Данные не совпадали с обнаруженным спутниками в районе Ассимы. Не было ничего даже сколько-нибудь близкого.
Мейвис этого ожидал. Еще через пять минут он снова говорил по телефону.
— Вы уверены в этих цифрах? — спросил генерал.
— Да, — ответил Уэстфилд. Без колебания, без оговорок — просто «да».
— Предположим, что русская бомба была повреждена настолько, что началось плавление...
— Боеголовки не плавятся, — прервал его Уэстфилд. — В них десятикратное превышение критической массы обогащенного металла. Стоит долям соединиться, и возникнет взрыв, а не плавление и спекание.
— Хорошо, тогда речь пойдет не о боеголовке, — сказал Мейвис. — Я отправлю вам кое-что по факсу, а вы расскажете мне, как можно это объяснить. — Он загрузил в факс распечатку данных со спутника без комментариев и пояснений Ширсона и Митерса.

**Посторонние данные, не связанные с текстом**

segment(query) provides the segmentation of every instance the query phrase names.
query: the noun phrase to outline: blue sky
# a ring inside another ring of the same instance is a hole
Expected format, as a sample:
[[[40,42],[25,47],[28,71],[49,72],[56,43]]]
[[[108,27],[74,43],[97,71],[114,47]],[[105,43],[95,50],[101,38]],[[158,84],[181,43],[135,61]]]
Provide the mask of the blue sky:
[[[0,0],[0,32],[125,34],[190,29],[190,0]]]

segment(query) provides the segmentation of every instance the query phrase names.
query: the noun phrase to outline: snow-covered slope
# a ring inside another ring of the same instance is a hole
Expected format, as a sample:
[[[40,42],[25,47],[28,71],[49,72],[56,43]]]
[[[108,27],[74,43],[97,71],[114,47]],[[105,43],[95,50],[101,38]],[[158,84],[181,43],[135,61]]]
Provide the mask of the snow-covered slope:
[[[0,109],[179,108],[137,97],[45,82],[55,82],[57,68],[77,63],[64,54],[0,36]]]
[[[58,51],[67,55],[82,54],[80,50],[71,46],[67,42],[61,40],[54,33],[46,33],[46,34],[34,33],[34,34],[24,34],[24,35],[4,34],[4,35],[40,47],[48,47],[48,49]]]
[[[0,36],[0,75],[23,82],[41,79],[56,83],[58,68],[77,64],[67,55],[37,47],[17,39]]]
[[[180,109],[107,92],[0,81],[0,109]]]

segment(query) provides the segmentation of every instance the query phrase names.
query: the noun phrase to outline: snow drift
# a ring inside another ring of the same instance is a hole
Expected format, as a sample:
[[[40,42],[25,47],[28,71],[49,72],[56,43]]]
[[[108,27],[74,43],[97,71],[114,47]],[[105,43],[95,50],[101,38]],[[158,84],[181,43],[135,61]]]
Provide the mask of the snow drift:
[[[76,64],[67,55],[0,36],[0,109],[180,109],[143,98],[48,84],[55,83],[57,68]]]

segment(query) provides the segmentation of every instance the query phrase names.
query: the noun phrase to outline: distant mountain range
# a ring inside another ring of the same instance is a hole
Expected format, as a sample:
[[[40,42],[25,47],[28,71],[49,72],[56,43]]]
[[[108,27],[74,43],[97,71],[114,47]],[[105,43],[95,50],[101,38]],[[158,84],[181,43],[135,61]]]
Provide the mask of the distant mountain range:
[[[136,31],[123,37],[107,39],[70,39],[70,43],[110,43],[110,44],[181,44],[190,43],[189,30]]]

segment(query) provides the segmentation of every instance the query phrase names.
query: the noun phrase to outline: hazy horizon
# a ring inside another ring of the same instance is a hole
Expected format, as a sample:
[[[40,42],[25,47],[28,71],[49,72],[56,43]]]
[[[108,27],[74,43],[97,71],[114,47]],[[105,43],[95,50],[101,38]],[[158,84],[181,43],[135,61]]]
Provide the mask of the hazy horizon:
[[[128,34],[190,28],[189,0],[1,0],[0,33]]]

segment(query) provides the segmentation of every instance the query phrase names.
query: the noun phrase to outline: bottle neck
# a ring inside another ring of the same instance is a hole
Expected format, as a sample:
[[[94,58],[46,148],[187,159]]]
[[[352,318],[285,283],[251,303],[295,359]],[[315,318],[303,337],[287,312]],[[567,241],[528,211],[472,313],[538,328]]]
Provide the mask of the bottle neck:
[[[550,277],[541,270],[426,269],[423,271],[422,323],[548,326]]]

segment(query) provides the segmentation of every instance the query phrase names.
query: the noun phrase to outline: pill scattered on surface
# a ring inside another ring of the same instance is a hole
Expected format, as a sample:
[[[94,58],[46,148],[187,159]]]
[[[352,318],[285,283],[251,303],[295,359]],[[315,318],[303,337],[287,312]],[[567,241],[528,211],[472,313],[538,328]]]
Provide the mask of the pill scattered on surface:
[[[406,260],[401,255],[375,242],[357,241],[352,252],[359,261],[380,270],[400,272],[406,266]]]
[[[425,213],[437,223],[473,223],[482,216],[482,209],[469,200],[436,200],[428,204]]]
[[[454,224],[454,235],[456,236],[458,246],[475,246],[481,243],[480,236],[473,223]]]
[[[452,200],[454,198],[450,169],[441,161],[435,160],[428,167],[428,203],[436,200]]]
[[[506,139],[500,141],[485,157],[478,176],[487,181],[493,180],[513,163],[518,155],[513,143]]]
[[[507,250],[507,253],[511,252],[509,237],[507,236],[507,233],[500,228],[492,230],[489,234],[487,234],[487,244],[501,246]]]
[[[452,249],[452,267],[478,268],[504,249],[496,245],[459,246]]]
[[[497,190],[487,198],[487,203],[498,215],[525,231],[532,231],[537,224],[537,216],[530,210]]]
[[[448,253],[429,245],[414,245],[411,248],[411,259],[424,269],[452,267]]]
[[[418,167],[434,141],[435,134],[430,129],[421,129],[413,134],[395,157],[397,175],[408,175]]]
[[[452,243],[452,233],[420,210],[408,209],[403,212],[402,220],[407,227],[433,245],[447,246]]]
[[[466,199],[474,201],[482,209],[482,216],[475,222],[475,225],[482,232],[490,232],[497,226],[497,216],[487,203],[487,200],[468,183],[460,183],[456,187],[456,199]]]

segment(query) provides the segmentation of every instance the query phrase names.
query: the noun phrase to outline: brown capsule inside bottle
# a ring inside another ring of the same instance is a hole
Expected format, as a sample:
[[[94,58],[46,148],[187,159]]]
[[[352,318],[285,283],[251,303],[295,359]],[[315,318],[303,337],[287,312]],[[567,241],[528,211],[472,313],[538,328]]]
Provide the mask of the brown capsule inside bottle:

— Это не боеголовка, даже если бы она была повреждена или просто вскрыта, — стал давать пояснения Уэстфилд. — И это не расплав. Для расплава слишком много тепла, но недостаточно интенсивна эмиссия нейтронов. Может быть, какой-то взрыв небольшой мощности — у вас есть сейсмические данные?
— Хороший вопрос, — ответил Мейвис.
Для удовлетворения своей любознательности генерал Мейвис сделал десятки звонков сейсмологам, аналитикам ЦРУ и в несколько агентств, которые ни для кого не существовали. На это ушло несколько часов.
Случившееся в Сибири дало ударную волну, хотя скорее свидетельствовало о падении на Землю метеорита солидного размера, чем о взрыве. Но если с неба свалилось что-то достаточно большое, спутники зафиксировали бы след падения сквозь атмосферу, но такой информации не было. Ни один из радаров, непрерывно сканирующих небо над всей поверхностью Земли, следа не зафиксировал. Форма ударной волны, составленная по сейсмографическим данным, показывала, что объект снижался перед падением на Землю под сравнительно пологим углом с юго-восточного направления; если бы это был метеор, то его должны были заметить на экранах нескольких радаров.
Тепло, вызванное ударом метеорита, должно было быстро рассеяться, но картина инфракрасного излучения этого не показывала. Характер радиоактивного излучения тоже не подтверждал версию падения небесного тела.